Tunisie

Samedi 25 juillet, cinq ans jour pour jour après la suspension du Parlement par Kaïs Saïed et le passage au gouvernement par décrets, des manifestants ont défilé de la place de la République jusqu'au Théâtre municipal pour réclamer son départ, en reprenant le mot d'ordre de 2011 : « le peuple veut la chute du régime ». Al Jazeera a décrit des milliers de participants ; Business News, présent sur place, a avancé le chiffre de plus de 2 500. Le cortège, appelé par Nafas, plateforme réunissant partis d'opposition et personnalités indépendantes, a mêlé l'exigence de libération des prisonniers politiques à la colère née des coupures d'eau et d'électricité : les manifestants ont placé les pénuries du quotidien au même rang que les revendications politiques, faisant de la crise des services publics un sujet de mobilisation nationale.

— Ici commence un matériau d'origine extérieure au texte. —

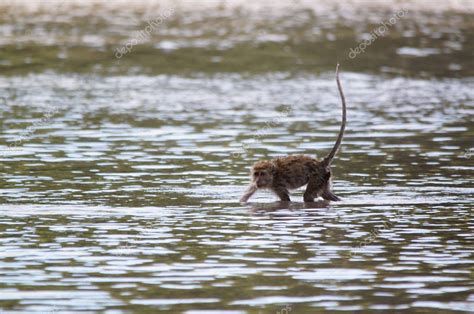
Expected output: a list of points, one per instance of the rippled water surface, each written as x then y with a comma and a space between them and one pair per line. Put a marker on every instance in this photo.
120, 177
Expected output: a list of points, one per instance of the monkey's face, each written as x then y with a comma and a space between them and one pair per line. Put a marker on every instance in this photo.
262, 178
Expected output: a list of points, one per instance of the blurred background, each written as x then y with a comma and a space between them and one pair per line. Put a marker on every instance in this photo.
128, 129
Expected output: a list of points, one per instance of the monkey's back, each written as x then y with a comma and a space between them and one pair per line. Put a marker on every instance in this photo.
295, 170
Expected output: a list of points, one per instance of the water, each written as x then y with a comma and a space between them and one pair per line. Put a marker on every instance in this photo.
120, 178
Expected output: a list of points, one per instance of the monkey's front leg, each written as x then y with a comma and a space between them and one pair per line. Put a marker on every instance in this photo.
248, 194
315, 186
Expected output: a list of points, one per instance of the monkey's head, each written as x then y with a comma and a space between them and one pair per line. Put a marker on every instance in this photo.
262, 174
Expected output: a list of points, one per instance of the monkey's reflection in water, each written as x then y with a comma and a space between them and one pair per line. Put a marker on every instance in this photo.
262, 208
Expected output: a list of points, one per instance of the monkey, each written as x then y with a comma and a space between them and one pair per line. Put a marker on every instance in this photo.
283, 174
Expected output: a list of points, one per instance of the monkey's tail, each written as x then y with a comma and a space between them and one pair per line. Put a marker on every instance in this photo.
328, 159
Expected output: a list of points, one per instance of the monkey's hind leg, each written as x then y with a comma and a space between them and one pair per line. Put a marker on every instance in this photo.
327, 193
283, 194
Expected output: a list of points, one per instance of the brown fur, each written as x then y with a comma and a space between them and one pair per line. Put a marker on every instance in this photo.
283, 174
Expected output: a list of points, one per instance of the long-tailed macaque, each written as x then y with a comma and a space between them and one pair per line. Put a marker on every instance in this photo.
283, 174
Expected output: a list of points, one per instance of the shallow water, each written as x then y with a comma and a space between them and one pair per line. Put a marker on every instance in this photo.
120, 180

Tandis qu'une partie de la société civile manifestait contre lui, quelques dizaines de partisans de Kaïs Saïed se sont rassemblés devant le Théâtre municipal de Tunis pour célébrer l'anniversaire, drapeaux tunisiens et portraits du chef de l'État à la main, scandant « pas de retour en arrière », « à bas les traîtres et les comploteurs » et des appels à emprisonner les « vendus » ; certains ont ouvertement évoqué une présidence sans limite de durée. Des intervenants ont affirmé préférer supporter les pénuries d'eau et les coupures d'électricité plutôt que de voir revenir « l'ancien système ». Business News, présent sur place, a relevé le contraste entre la modestie de l'assistance et la ferveur des démonstrations de fidélité ; Directinfo a confirmé la tenue des deux rassemblements au centre de Tunis.

Dans un communiqué publié le 25 juillet, l'Assemblée des représentants du peuple a exhorté les Tunisiens à se rassembler autour des valeurs républicaines, à rompre avec les divisions et les discours de haine et à se concentrer sur le plan de développement 2026-2030 : attraction des investissements, modernisation des services publics, valorisation des ressources nationales et justice sociale. La chambre a explicitement écrit que ce 69e anniversaire résonne avec la « nouvelle République » amorcée par le processus du 25 juillet 2021 et consolidée par la Constitution de 2022, et s'est engagée à exercer pleinement ses prérogatives de législation et de contrôle pour fluidifier les réformes. Le texte est la lecture propre de l'institution d'une date que l'opposition marquait, le même jour, comme la fin de la transition démocratique.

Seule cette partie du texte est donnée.